他にも、ゆうパックを出したり、コンビニ支払いのものを支払ったり、ポストに手紙を投函したり、ハガキを買ったり。もちろん、ウチカフェスイーツなども買っていた。
契約の10年が切れて、近くにセブンイレブンもあるし、イオンの近くにファミリーマートができることもあって、オーナーは続投を諦めたらしい。次は建物そのまま、酒屋になるという。
明日6時に風呂をあがっている可能性は低いので、今日最後のコーヒーを買いに行った。棚のモノはほとんどなく、コピー用紙も補充予定がなく、アイスコーヒー用のカップがないので、ホット用で代用だ。そんなの、もちろん構わない。
みんな、店長オーナーと、ずっと働いてたおばちゃんと、二人と握手して、ありがとうを告げて帰っていく。
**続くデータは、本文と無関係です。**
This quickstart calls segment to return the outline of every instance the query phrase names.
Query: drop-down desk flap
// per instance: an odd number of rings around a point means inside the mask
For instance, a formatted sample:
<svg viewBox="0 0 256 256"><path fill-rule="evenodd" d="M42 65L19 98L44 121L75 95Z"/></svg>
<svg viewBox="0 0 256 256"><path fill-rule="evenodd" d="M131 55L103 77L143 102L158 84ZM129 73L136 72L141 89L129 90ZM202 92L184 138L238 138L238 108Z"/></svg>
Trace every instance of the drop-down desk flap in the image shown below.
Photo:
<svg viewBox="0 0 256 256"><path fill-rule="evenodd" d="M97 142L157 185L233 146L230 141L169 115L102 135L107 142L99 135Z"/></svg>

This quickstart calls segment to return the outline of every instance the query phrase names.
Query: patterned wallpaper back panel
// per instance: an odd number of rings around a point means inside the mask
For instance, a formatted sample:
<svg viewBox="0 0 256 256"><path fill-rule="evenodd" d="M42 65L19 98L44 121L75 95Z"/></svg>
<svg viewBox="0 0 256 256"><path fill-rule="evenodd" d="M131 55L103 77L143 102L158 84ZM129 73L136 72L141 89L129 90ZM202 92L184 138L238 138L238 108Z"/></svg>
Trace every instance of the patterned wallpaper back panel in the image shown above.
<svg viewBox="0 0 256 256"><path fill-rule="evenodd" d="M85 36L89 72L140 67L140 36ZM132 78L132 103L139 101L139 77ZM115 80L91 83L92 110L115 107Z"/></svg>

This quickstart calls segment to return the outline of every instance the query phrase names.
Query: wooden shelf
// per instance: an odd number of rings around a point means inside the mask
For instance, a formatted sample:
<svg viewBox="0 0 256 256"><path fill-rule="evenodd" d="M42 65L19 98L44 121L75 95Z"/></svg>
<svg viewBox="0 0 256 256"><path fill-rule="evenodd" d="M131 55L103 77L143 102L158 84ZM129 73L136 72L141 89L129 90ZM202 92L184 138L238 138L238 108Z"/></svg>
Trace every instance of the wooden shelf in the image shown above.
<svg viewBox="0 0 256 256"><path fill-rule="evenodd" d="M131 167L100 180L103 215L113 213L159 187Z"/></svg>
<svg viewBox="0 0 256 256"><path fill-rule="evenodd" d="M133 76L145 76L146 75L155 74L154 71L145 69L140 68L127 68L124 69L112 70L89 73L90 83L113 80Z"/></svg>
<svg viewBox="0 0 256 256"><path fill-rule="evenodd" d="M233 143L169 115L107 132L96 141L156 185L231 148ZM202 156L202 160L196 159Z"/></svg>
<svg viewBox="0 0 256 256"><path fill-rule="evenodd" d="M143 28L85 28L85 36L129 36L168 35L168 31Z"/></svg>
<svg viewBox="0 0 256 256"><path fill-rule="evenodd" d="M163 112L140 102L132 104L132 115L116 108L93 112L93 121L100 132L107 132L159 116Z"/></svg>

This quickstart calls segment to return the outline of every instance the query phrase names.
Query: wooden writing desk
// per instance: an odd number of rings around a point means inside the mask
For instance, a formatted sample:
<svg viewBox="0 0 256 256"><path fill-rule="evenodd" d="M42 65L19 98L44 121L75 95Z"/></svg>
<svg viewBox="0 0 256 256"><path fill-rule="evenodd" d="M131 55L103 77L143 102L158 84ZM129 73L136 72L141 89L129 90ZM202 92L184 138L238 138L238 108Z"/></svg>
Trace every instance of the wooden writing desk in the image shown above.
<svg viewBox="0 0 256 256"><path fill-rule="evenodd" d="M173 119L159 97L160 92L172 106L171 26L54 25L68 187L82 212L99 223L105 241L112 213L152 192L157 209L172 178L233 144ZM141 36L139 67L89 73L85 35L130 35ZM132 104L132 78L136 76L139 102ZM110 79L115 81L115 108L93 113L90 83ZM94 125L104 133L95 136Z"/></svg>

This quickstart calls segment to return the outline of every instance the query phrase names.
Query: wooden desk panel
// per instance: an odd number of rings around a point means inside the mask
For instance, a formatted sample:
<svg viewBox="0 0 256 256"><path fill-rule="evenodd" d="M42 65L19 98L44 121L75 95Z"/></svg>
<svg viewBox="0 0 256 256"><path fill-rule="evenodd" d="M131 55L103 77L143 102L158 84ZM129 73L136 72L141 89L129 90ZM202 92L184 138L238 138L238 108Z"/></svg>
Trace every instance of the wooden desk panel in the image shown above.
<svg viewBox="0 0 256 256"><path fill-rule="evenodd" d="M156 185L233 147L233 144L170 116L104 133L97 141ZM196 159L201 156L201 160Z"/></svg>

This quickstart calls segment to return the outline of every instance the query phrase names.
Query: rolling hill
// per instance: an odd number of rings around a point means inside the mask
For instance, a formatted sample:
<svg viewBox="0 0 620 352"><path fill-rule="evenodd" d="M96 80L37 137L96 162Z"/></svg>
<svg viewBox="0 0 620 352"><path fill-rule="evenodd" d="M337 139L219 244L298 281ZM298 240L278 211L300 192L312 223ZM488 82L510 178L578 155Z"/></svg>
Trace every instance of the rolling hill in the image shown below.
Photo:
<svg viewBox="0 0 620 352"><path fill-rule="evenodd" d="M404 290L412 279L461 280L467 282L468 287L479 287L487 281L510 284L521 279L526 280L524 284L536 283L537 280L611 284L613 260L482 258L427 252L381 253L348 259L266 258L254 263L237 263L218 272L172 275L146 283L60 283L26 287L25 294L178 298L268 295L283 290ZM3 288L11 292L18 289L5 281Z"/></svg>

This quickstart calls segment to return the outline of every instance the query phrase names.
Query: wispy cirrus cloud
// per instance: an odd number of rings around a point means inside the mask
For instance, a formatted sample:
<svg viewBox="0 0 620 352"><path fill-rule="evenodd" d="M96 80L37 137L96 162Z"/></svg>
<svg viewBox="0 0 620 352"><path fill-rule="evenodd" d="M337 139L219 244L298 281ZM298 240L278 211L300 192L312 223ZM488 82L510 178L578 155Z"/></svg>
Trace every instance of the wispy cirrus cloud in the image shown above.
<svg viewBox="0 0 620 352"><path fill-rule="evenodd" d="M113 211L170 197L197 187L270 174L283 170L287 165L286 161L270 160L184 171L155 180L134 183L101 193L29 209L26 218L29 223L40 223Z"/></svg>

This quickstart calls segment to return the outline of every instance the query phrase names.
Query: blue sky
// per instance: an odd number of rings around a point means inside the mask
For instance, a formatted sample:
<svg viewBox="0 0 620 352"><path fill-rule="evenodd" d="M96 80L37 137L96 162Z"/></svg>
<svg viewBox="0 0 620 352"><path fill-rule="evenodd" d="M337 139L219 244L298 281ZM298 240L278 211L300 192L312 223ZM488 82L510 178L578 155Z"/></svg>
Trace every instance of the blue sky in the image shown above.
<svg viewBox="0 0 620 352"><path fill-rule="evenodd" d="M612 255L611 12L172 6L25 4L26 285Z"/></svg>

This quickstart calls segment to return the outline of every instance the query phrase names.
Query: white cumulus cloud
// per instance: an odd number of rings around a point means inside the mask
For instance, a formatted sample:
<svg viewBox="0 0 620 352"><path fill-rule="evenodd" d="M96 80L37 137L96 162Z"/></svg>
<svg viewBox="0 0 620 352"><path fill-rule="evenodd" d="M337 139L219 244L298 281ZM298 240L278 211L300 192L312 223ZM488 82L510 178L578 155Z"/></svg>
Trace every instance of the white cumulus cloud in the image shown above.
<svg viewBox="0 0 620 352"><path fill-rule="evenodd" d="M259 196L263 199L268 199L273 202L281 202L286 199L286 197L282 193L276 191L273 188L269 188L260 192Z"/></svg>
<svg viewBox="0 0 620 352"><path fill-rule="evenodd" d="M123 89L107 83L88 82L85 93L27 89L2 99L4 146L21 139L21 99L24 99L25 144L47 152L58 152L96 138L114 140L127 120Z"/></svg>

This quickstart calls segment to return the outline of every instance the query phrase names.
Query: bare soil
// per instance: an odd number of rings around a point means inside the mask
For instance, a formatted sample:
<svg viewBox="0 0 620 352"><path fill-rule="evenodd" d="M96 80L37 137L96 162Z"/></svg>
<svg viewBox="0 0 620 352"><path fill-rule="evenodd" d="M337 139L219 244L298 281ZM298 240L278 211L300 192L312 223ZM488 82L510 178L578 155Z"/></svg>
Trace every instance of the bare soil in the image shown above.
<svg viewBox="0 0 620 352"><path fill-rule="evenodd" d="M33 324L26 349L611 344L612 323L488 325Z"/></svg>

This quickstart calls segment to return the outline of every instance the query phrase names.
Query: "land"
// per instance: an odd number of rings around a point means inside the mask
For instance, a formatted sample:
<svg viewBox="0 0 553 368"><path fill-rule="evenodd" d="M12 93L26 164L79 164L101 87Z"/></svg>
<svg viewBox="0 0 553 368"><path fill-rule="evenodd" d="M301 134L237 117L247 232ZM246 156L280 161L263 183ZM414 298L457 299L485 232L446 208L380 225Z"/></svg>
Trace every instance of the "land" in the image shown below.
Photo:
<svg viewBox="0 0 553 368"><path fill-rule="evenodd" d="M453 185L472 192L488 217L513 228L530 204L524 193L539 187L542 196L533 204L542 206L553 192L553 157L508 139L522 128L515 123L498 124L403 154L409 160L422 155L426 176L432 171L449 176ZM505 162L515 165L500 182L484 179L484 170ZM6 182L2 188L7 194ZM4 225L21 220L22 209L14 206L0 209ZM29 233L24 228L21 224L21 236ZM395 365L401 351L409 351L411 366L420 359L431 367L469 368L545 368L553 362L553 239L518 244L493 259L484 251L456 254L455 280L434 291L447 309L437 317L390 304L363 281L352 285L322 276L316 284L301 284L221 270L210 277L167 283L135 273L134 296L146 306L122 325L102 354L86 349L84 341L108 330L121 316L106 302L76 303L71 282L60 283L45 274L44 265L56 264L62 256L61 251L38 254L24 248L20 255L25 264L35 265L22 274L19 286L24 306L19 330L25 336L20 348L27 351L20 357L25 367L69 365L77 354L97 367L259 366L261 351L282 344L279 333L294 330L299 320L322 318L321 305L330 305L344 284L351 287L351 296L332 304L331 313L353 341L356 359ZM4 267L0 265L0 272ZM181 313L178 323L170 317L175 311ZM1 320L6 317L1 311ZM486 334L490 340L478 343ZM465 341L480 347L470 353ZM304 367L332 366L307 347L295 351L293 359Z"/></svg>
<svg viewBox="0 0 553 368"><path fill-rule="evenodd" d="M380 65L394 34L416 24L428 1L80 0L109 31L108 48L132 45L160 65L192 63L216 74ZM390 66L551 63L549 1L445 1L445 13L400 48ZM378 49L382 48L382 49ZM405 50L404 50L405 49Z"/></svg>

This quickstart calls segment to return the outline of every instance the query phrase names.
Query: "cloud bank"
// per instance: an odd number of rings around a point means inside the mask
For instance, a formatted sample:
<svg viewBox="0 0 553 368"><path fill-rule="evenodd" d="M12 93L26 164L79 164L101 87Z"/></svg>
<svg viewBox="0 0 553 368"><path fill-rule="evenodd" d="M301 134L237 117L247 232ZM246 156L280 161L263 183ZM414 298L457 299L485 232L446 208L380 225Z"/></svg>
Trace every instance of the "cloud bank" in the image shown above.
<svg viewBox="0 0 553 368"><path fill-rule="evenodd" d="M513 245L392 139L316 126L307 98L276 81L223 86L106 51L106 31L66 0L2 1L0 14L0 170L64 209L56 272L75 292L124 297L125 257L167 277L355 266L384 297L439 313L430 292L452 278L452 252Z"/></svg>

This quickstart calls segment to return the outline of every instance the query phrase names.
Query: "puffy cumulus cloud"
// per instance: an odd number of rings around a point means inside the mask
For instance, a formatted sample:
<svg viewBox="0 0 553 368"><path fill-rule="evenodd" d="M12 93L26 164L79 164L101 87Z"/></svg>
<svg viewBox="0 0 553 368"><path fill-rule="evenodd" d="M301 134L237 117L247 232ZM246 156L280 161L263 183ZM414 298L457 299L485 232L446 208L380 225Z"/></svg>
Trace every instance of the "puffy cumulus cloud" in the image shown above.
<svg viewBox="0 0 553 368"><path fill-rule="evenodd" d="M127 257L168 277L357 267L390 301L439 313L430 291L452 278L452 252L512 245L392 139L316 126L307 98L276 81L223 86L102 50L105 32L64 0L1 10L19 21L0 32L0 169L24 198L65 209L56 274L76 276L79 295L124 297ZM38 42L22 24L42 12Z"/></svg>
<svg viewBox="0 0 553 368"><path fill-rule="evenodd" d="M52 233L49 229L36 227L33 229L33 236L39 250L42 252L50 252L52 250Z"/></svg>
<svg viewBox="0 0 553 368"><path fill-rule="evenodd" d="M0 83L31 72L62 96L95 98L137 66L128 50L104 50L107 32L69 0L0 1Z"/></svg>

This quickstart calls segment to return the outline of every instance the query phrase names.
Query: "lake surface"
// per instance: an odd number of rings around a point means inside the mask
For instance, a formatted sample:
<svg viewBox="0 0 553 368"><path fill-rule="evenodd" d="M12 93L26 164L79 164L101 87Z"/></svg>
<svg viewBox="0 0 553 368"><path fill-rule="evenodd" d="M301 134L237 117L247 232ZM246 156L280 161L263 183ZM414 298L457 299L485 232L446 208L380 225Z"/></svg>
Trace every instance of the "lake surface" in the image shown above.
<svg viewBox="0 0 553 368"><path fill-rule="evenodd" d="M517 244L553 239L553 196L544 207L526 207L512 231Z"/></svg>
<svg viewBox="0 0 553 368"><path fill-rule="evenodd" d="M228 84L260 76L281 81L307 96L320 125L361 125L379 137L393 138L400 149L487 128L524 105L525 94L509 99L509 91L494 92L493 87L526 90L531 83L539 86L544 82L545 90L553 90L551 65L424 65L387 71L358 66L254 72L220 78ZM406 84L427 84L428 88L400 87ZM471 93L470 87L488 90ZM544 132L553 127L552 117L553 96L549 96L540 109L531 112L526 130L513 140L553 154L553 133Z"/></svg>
私がコーヒーを待っている間、カウンターでコーヒーを飲んでいた客のおばちゃんが、花束を二人に渡した。それから菓子折りも。
その後、卒然と感謝状(自作)を取りだし、読み上げた。途中で客も、店員のおばちゃんも泣きだした。ローソン○○店 ファン一同より、とくくられていた。
ここは確かに、いわゆる「コンビニ」の範疇を超えていたところがあった。最初は関与してほしくなかった客が、いつの間にか子供のバイト先の斡旋まで店員さんにしてもらったり。コンビニは店員と客のつながりは一過性のことが多いが、なぜかそれを超えて、介護の愚痴を言いあったりだの、ここの家族のお父さんはしばらくどこに出張だというのがわかっているだの、妙なつながりがあった。
うちも祖父母の代からお世話になっていた。
この店員さん2人にも、開業したときお知らせと名刺を渡しておいたので「何か相続とかでも困ったことがあったら」と言いかけたら「うちらは相続じゃなくて、実は…」と、ざっと困っていることを話してくれた。もちろん、細かい話は聞けないし、お客の前では話せないので、後日電話をもらうことになった。
握手をして、帰った。
アイスコーヒーの氷が完全に溶けていたことは、いうまでもない。
でも、ぬるくなった最後の一杯は、格別な味がした。